First we shift the input left until a one is shifted out while subtracting
the fixed point representation of ln(2) from the answer - initialised to
32*ln(2). The typical normization step. Obviously this stage can be speeded
up with binary search approaches.
Start with a 32bit floating point register initialized to 32*log(2) = 32 * 0.69314718.. = 22.180710 .
Now in a loop, shift the input to the left and subtract log(2) from the register until the input overflows to the left with a one. If started with a 1.00, the register holds now a 0.00 . For each power of 2 greater 1, once log2 is in the register.
So now we have the value 1+x+y in the form of a 32-bit fixed point number
x+y with the binary point at the left. x, here, is the top eight bits and y
the next 24. So 0 <= x < 1 is in steps of 1/256, and 0 <= y < 1/256.

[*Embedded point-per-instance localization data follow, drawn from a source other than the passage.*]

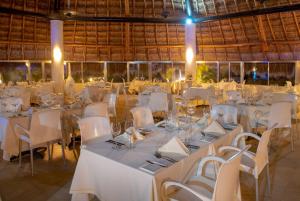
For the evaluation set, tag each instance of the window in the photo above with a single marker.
(256, 73)
(13, 71)
(235, 71)
(116, 71)
(92, 70)
(224, 71)
(281, 72)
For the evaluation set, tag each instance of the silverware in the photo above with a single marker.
(158, 155)
(157, 163)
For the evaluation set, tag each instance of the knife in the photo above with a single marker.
(157, 163)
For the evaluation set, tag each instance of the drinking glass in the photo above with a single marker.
(116, 130)
(129, 129)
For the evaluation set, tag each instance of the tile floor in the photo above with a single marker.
(52, 180)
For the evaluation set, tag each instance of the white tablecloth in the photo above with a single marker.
(8, 139)
(114, 175)
(246, 115)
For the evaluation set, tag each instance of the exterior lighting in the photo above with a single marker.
(57, 55)
(189, 55)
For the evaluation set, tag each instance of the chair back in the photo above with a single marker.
(262, 154)
(234, 95)
(227, 181)
(92, 127)
(111, 100)
(229, 113)
(280, 114)
(158, 102)
(96, 109)
(142, 117)
(45, 126)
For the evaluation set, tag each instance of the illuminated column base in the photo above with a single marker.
(297, 72)
(57, 52)
(190, 48)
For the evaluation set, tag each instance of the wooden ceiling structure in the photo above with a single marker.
(268, 37)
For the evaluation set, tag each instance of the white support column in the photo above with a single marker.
(43, 72)
(69, 70)
(81, 71)
(297, 72)
(190, 50)
(150, 71)
(105, 71)
(242, 72)
(57, 51)
(138, 66)
(28, 76)
(128, 71)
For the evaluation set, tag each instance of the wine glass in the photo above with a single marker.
(129, 129)
(116, 130)
(257, 116)
(220, 116)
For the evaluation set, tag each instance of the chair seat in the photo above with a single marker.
(200, 184)
(247, 164)
(25, 138)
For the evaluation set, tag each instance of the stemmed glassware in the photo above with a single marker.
(129, 129)
(116, 130)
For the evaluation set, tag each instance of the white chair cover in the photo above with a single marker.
(45, 127)
(142, 117)
(158, 102)
(281, 115)
(229, 113)
(92, 127)
(96, 109)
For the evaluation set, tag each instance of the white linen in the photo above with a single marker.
(115, 175)
(174, 146)
(215, 127)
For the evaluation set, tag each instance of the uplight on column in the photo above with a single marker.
(57, 55)
(189, 55)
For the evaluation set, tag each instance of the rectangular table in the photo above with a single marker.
(114, 175)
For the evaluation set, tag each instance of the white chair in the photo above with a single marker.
(281, 115)
(96, 109)
(253, 163)
(92, 127)
(111, 100)
(45, 128)
(223, 188)
(142, 117)
(158, 102)
(234, 95)
(228, 113)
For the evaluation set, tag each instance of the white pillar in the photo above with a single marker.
(242, 72)
(128, 71)
(105, 71)
(150, 71)
(28, 65)
(57, 51)
(190, 50)
(297, 72)
(43, 72)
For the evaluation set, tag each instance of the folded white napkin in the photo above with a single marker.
(174, 146)
(203, 122)
(215, 127)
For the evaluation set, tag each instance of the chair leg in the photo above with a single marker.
(63, 150)
(292, 140)
(256, 189)
(20, 153)
(268, 178)
(31, 160)
(48, 149)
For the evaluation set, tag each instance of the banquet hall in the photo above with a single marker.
(149, 100)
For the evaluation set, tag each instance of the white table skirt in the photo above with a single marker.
(8, 139)
(114, 175)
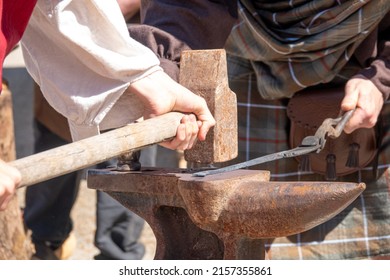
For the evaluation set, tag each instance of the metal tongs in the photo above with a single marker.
(329, 128)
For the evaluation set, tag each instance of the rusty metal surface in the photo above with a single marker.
(225, 215)
(204, 72)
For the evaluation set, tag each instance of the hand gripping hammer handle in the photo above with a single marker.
(91, 151)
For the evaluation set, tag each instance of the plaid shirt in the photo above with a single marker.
(362, 230)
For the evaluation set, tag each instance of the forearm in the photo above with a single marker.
(81, 55)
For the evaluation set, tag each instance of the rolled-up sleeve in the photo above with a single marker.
(81, 55)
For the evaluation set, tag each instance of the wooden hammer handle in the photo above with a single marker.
(90, 151)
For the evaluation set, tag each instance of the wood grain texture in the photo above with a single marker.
(91, 151)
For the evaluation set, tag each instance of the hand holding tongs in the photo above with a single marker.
(329, 128)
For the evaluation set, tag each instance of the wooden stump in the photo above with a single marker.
(14, 243)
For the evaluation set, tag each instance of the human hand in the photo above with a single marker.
(362, 94)
(161, 94)
(129, 7)
(9, 180)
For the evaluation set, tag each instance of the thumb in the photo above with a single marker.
(350, 99)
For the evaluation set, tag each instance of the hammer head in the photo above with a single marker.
(204, 72)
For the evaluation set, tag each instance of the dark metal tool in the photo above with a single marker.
(329, 128)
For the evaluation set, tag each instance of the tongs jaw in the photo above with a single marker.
(329, 128)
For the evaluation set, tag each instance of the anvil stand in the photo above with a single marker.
(224, 216)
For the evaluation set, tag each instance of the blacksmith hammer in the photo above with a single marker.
(91, 151)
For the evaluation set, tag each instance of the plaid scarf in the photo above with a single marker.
(301, 43)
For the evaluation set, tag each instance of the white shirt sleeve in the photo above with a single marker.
(81, 55)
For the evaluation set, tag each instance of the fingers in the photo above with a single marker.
(362, 94)
(186, 135)
(190, 102)
(9, 179)
(160, 94)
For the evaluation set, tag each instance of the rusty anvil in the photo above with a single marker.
(223, 216)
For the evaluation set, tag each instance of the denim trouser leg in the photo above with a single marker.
(118, 229)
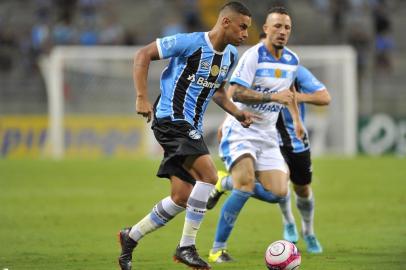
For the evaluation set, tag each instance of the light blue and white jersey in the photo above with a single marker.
(260, 71)
(193, 75)
(307, 83)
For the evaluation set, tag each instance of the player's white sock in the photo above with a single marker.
(161, 214)
(227, 183)
(306, 209)
(286, 208)
(195, 210)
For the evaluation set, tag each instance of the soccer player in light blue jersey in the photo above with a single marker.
(296, 153)
(260, 83)
(199, 65)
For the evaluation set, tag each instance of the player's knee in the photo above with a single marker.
(246, 185)
(209, 177)
(302, 190)
(281, 191)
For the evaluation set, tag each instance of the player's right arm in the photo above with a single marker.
(142, 59)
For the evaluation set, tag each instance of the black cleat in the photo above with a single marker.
(214, 198)
(188, 255)
(127, 247)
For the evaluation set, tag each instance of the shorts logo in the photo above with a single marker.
(194, 134)
(214, 70)
(287, 57)
(205, 65)
(169, 42)
(224, 70)
(278, 73)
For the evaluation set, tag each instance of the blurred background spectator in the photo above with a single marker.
(29, 29)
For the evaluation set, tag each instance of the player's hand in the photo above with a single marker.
(144, 107)
(299, 130)
(284, 97)
(246, 118)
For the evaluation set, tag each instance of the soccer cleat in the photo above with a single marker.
(127, 247)
(312, 244)
(220, 256)
(217, 191)
(290, 233)
(188, 255)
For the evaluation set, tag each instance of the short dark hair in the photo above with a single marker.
(279, 10)
(237, 7)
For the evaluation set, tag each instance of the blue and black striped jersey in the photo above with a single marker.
(194, 73)
(305, 82)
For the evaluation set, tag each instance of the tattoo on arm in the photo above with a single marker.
(266, 97)
(248, 96)
(238, 93)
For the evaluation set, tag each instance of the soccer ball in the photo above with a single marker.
(282, 255)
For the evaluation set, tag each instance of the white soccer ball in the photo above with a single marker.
(282, 255)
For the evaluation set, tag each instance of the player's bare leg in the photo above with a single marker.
(203, 170)
(243, 174)
(305, 204)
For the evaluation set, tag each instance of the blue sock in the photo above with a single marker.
(229, 213)
(262, 194)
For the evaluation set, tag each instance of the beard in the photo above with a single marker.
(278, 47)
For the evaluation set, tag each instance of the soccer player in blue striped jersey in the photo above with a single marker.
(297, 156)
(199, 65)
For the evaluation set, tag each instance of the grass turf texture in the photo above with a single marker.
(65, 215)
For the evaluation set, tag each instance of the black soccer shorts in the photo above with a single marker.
(300, 166)
(179, 139)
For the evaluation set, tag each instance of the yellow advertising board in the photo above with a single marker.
(84, 136)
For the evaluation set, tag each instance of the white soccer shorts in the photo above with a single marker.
(264, 149)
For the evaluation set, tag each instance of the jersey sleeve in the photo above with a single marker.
(233, 62)
(175, 45)
(244, 72)
(308, 83)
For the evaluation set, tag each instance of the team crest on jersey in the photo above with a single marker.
(205, 65)
(278, 73)
(191, 78)
(169, 42)
(214, 70)
(224, 70)
(194, 134)
(287, 57)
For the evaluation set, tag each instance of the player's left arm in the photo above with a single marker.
(222, 100)
(320, 98)
(294, 111)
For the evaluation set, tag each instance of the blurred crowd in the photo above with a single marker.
(365, 24)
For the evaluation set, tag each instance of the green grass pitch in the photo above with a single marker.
(65, 215)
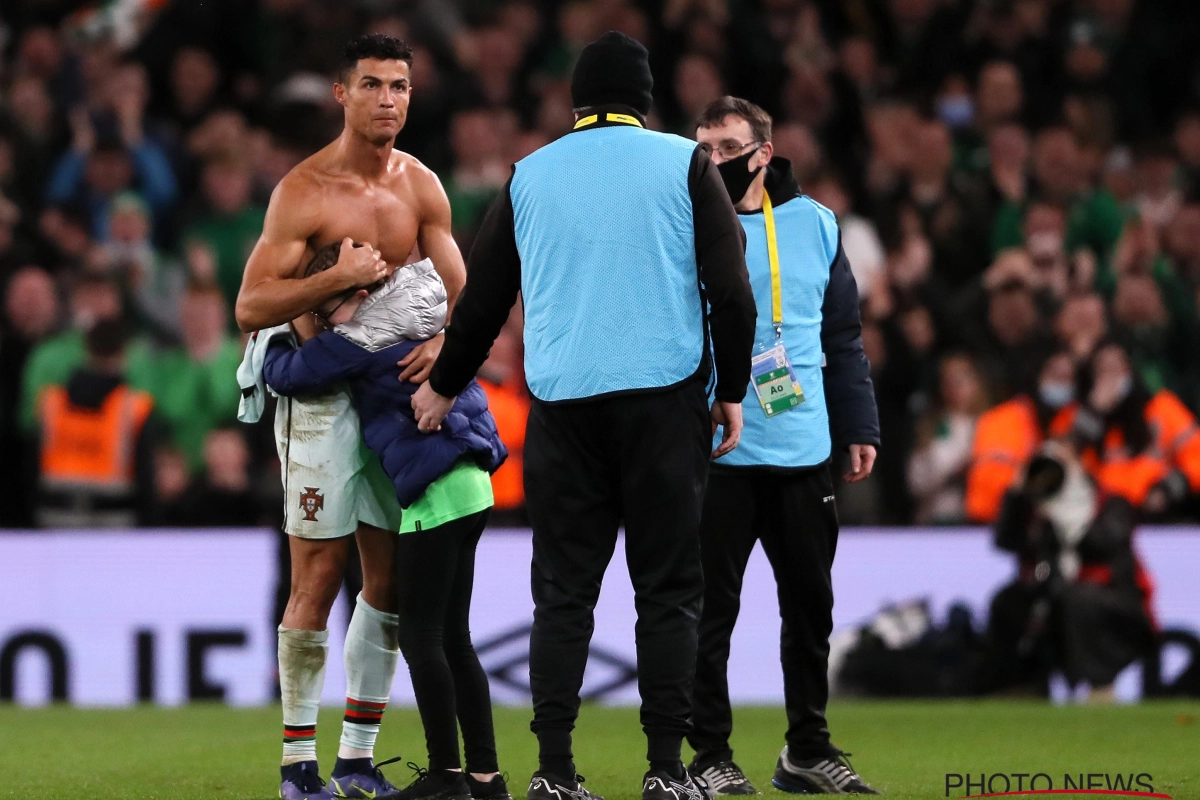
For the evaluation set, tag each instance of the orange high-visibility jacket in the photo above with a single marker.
(1006, 439)
(91, 449)
(511, 411)
(1175, 444)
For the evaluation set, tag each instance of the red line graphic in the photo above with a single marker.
(1109, 792)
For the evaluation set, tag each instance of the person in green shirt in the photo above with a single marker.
(1093, 216)
(195, 386)
(228, 230)
(93, 299)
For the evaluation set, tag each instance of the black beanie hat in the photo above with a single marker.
(613, 70)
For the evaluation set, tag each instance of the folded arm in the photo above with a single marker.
(313, 367)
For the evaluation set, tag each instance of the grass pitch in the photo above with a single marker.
(904, 749)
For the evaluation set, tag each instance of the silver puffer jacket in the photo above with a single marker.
(412, 305)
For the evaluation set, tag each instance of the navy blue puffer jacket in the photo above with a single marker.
(411, 458)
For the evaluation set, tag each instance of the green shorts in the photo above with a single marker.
(463, 491)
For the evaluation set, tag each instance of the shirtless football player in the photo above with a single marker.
(355, 190)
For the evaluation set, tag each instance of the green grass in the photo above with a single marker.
(904, 749)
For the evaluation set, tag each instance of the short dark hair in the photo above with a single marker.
(715, 113)
(372, 46)
(106, 338)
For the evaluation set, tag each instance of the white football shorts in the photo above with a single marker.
(331, 481)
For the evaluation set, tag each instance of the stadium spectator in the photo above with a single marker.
(1014, 341)
(195, 386)
(937, 469)
(1061, 178)
(1080, 325)
(109, 154)
(221, 495)
(30, 314)
(153, 282)
(231, 221)
(96, 441)
(93, 300)
(859, 238)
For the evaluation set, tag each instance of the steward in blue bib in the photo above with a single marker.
(820, 330)
(810, 390)
(629, 257)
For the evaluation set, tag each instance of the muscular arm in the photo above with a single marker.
(270, 293)
(436, 240)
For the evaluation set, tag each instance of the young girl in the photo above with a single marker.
(444, 488)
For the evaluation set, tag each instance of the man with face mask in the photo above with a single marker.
(809, 376)
(1009, 434)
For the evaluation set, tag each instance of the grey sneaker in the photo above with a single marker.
(825, 775)
(659, 785)
(550, 787)
(723, 779)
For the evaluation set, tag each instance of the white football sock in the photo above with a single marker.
(372, 650)
(301, 679)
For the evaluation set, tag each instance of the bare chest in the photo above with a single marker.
(383, 217)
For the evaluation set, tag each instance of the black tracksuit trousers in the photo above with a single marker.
(796, 518)
(435, 576)
(642, 459)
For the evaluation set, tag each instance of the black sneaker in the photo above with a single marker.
(435, 785)
(660, 785)
(545, 786)
(723, 779)
(823, 775)
(493, 789)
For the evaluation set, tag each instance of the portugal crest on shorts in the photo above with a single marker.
(311, 501)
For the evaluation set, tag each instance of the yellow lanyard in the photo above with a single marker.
(777, 293)
(624, 119)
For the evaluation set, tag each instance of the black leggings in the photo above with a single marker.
(436, 570)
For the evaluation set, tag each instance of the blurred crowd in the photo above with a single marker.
(1018, 184)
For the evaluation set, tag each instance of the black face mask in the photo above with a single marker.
(736, 175)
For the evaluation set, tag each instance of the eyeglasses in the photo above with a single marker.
(729, 149)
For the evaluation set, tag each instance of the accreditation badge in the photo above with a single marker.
(774, 379)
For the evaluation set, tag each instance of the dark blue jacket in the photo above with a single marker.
(411, 458)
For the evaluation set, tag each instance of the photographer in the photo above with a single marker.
(1080, 603)
(1138, 445)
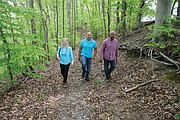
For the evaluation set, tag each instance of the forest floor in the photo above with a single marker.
(47, 99)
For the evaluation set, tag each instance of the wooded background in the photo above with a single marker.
(31, 30)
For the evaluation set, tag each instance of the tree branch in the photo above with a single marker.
(137, 86)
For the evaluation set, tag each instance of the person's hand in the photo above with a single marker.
(100, 61)
(57, 58)
(79, 59)
(93, 58)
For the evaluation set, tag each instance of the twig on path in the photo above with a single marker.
(95, 75)
(165, 63)
(137, 86)
(172, 61)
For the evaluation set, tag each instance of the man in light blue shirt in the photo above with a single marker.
(65, 57)
(86, 55)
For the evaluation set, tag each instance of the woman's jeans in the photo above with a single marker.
(64, 71)
(108, 70)
(86, 66)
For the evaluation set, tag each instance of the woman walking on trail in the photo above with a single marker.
(86, 55)
(65, 57)
(109, 52)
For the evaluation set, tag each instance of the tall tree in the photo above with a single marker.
(57, 22)
(109, 16)
(163, 13)
(139, 16)
(124, 7)
(44, 26)
(117, 17)
(63, 18)
(178, 10)
(104, 17)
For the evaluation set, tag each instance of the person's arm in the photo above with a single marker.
(72, 57)
(79, 52)
(58, 58)
(102, 51)
(117, 51)
(95, 52)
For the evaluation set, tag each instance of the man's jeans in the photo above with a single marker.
(108, 70)
(86, 66)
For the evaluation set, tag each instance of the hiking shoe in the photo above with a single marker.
(107, 80)
(64, 84)
(87, 79)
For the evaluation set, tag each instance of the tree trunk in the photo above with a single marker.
(124, 19)
(57, 24)
(178, 10)
(172, 9)
(74, 46)
(8, 53)
(44, 26)
(163, 13)
(63, 17)
(117, 17)
(104, 18)
(109, 17)
(72, 23)
(139, 16)
(33, 30)
(68, 16)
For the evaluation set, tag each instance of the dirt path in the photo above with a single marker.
(46, 99)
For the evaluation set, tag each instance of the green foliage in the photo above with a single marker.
(18, 52)
(172, 76)
(154, 44)
(177, 116)
(41, 97)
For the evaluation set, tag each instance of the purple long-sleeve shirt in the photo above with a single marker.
(109, 49)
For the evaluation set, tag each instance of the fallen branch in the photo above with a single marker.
(95, 75)
(135, 87)
(165, 63)
(170, 60)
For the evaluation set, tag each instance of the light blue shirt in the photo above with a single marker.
(87, 47)
(66, 55)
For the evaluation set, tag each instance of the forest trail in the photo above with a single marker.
(47, 99)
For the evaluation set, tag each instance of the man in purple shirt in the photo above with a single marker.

input = 1.xxxxxxxx yyyyyyyy yyyyyyyy yyyyyyyy
We want ln(1+x+y)
= ln((1+x)*(1+y/(1+x))
= ln(1+x) + ln(1+y/(1+x)). (a)
The first term of (a) has only 256 values, and so can be looked up from a
table. The second term is small, which we'll now estimate.
Define z = y/(1+x), then
ln(1+z) is approximately z - z*z/2 +...
note that the z cubed and higher terms are smaller than 1 lsb and to a good
approximation we can correct ln(1+z) from the linear with a small table
because no more than eight bits are significant.
OK, to make this a bit more explicit, lets use upper case letters for the
binary (whole) numbers representing the various fractions. X = x*(2**8); Y =
y*(2**32). Then the original normalized number is 1 + X/(2**8) + Y/(2**32).
Look up ln(1+X/(2**8)) in a table indexed by X using a 24-bit fraction
format - call this L.
Set Z = Y/((2**8)+X) = z * (2**24), so its already in the 24-bit fraction
format and less than 2**16.
Add Z to L.
Subtract a correction corresponding to the z*z/2 term by using (Z>>8) as an
index into a byte-wide table. In the 24-fraction format the correction is
roughly Z*Z/2/(2**24) or (Z/(2**8))*(Z/(2**8))/(2**9). So max correction is
< 128.
So the longest step is the divide, which is actually 24-bit/9-bit. This
could be speeded up on ARM7 by using the 32x32->64 multiply, looking up the
multipliers corresponding to 1/(1+x).
|